Verifying Anti Virus exclusions using a Process Monitor boot log

Version 2

    Introduction

     

    After configuring our recommended Anti-Virus exclusions using this document - Recommended Anti-Virus and AppSense Exclusions - you may want to verify that the exclusions are working as intended, and also see if there are any AV processes which you may have missed.

     

    This article will give you an example of how this can be done using a Process Monitor boot log, but please note the following:

    • This is only intended as a generic walk through to show you how this might be achieved - the filters and techniques detailed in this guide may not work correctly in all scenarios.
    • This method is not guaranteed to show you all AV processes which need to be excluded, for example some AV processes may not exist throughout the lifetime of the machine. We would recommend contacting your AV vendor (or searching their KB) to determine a full list.
    • A Process Monitor boot log may not be the best way to check this in your scenario - the dll 'lower pane view' option within Process Explorer can also be used to inspect the dlls injected into Ivanti/AV processes, in addition to many other tools.

     

    Details on how to actually capture the boot log are outside of the scope of this article, can be found here - Capturing a logon with Process Monitor

     

    Detail

     

    Part 1 - Finding Anti-Virus processes which are being injected by AppSense dlls

     

    With a small amount of filtering, you can narrow down the log file to only injections of AppSense dlls, while ignoring injections into Windows and other AppSense processes.

     

    The filter rules I have used in this example can be seen here:

     

         filter1.jpg

    These rules serve the following purpose:

     

         INCLUDE - Operation is Load Image = This will show operations where an exe or dll is injected into the memory space of a process.

         INCLUDE - Path contains appsense  = The path column of each 'Load Image' operation will show the path of the image being loaded, so this rule will only include images from directories containing 'appsense' in the path.

         EXCLUDE - Image Path begins with c:\windows = The 'Image Path' column lists the full path to the process being loaded in to, and AV processes generally sit in the 'Program Files' directories - so processes sitting under the c:\windows      path are rarely relevant in this scenario.

         EXCLUDE - Image Path contains appsense = This will exclude the loading of AppSense dlls/exes into AppSense processes, which will otherwise result in a lot of noise in the logs.

     

    Once you have applied these filter rules to the boot log you captured earlier, there should be a relatively small number of events left visible:

     

         results.jpg

    At this point you will need to review the listed processes and determine which are related to AV, although it may help to go to "Options > Select Columns" and select the "Image Path" column.

     

    In this column you can often see the vendor name in the path, for example:

     

        

     

    Part 2 - Finding Anti-Virus dlls which are injecting into AppSense processes

     

    To determine which AV dlls are being injected in to AppSense processes, the following filter rules can be used:

     

         results2.jpg

     

    These rules serve the following purpose:

     

         INCLUDE - Operation is Load Image = As seen earlier in this article, this will show operations where an exe or dll is injected into the memory space of a process.

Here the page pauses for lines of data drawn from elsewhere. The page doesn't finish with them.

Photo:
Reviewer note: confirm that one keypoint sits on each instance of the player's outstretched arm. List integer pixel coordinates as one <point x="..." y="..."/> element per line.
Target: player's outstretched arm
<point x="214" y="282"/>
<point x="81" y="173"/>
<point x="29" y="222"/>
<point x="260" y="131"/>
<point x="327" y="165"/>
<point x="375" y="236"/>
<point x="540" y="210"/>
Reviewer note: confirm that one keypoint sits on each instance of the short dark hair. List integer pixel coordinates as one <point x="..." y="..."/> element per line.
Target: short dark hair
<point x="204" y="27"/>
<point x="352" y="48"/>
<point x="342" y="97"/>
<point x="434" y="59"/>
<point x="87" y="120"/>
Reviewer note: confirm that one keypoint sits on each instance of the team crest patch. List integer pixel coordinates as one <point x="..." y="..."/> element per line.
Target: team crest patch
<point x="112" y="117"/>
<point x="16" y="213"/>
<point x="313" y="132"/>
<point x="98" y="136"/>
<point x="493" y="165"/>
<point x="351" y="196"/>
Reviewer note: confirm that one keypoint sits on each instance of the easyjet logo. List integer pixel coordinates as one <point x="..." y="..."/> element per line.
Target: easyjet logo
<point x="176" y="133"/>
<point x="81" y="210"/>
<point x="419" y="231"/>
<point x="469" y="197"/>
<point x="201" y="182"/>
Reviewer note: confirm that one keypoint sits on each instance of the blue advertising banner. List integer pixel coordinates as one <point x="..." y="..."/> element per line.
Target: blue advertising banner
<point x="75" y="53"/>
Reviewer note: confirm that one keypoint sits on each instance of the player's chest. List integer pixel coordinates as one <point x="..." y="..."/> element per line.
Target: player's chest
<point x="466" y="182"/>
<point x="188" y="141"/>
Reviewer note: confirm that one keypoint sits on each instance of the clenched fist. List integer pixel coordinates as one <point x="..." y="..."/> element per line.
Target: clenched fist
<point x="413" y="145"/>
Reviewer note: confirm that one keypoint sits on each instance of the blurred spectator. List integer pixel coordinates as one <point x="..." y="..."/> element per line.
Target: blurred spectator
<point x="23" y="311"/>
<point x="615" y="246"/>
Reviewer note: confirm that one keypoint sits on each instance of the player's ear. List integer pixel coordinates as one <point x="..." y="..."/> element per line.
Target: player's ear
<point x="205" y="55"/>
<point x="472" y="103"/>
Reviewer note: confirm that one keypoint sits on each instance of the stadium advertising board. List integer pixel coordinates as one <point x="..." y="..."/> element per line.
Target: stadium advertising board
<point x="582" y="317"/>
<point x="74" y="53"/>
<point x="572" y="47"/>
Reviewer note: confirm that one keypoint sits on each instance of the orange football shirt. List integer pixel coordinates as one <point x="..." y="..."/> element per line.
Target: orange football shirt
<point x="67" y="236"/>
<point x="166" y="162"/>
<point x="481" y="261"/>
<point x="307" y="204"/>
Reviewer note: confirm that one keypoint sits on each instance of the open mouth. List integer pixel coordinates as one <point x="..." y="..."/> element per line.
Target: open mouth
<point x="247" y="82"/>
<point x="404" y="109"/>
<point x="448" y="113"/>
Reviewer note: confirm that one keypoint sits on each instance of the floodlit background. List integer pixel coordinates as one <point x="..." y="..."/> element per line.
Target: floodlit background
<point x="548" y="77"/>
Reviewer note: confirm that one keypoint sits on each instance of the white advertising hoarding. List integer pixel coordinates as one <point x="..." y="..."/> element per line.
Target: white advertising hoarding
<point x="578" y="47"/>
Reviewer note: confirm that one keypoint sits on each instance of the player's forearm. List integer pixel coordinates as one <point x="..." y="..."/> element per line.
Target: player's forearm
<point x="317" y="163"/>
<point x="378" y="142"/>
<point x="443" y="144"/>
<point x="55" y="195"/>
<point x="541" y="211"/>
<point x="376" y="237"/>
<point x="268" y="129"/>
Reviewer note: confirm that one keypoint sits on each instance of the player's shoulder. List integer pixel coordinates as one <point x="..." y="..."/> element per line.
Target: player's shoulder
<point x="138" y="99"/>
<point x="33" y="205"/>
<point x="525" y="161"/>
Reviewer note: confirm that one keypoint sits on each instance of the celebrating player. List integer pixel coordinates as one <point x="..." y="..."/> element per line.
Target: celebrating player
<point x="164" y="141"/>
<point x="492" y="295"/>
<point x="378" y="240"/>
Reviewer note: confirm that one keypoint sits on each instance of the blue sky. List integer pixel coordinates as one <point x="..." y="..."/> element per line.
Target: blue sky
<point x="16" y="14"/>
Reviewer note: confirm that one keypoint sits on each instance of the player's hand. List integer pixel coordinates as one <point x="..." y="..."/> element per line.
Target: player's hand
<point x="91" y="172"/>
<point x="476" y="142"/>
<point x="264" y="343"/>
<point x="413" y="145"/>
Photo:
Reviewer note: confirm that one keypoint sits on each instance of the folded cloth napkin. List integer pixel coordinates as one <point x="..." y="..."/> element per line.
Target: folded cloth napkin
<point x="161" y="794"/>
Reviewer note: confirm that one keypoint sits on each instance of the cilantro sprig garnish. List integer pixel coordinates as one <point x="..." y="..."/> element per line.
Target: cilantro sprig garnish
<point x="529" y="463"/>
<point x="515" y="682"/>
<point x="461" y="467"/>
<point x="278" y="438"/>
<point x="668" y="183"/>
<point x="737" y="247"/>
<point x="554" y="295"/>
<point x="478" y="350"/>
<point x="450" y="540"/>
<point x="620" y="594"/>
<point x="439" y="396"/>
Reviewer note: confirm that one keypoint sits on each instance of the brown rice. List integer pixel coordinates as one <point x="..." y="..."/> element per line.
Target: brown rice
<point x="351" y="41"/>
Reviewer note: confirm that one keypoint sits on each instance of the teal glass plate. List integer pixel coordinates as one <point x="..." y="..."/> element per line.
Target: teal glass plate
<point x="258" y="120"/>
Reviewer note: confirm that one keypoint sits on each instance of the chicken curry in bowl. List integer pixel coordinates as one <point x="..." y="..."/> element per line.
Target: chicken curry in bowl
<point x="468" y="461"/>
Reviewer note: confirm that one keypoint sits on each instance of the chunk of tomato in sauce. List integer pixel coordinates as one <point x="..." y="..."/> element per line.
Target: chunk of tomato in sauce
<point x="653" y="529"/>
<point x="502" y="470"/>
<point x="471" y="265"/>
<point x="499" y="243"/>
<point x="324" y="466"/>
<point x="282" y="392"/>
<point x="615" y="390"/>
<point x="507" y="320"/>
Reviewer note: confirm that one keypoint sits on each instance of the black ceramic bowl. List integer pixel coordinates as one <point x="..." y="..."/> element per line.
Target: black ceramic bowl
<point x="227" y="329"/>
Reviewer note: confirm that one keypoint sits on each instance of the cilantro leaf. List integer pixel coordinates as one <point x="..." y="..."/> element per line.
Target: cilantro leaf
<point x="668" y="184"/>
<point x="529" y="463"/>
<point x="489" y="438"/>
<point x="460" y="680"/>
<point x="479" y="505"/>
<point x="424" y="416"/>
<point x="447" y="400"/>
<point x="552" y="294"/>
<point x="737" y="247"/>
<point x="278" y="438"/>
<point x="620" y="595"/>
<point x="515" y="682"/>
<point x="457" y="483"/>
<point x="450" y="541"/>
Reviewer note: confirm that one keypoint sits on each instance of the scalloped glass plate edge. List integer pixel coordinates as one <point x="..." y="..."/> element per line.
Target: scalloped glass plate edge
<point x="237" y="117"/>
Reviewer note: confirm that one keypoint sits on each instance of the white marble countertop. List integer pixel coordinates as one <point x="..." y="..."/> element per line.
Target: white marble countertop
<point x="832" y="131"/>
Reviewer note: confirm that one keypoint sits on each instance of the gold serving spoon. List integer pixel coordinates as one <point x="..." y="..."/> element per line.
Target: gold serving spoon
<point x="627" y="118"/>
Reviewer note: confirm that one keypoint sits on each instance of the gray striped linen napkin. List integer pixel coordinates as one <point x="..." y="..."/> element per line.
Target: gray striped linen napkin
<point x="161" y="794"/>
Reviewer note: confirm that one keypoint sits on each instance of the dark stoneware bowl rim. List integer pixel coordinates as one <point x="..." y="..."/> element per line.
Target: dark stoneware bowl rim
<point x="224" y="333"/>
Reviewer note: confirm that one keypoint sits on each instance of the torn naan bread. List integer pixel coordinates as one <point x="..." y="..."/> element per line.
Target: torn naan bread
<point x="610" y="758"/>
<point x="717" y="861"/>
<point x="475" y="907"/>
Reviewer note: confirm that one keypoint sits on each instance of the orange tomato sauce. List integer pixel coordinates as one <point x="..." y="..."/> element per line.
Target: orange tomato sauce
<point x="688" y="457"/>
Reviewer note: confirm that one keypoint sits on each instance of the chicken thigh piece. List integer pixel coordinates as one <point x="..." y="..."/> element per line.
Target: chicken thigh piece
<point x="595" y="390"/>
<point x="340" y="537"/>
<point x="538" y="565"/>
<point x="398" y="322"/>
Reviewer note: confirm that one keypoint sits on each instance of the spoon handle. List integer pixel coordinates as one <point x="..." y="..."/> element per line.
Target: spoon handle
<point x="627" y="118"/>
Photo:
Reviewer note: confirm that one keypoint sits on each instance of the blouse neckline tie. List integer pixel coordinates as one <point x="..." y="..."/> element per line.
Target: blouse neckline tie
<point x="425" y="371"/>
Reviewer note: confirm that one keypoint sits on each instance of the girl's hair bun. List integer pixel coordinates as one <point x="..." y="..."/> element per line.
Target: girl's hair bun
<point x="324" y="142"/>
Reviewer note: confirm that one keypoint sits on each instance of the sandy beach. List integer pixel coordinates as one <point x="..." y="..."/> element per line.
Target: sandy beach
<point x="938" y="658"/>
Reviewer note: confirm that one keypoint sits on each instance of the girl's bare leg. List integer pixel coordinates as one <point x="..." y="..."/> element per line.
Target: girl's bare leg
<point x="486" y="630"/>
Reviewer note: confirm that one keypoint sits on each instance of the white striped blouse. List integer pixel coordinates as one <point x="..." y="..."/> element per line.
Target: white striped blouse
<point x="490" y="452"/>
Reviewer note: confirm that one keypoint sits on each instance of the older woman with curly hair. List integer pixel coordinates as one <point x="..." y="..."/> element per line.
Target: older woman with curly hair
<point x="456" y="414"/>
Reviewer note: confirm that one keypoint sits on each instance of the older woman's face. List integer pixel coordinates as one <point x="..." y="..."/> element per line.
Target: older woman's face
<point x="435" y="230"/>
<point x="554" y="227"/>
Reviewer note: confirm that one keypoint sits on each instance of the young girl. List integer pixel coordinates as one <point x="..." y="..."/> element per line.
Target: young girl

         INCLUDE - Image Path contains appsense  = This will include only processes which have the string 'appsense' within the path, which should be true of all relevant AppSense processes.

         EXCLUDE - Path contains appsense = In this scenario the 'Path' column will list the dll being loaded, so this rule will exclude any AppSense-specific dlls being loaded into these processes.

         EXCLUDE - Path begins with c:\windows = This will exclude any Windows dlls being loaded into these processes, as typically AV dlls will not exist in these locations.

     

    With these rules in place, you should again see a relatively small number of events:

     

         results3.jpg

     

    In most cases the AV product concerned should evident by reviewing the "Path" column, and from here you should review your Anti Virus exclusions and ensure that all AppSense processes are excluded from your AV software as per the following article - Recommended Anti-Virus and AppSense Exclusions.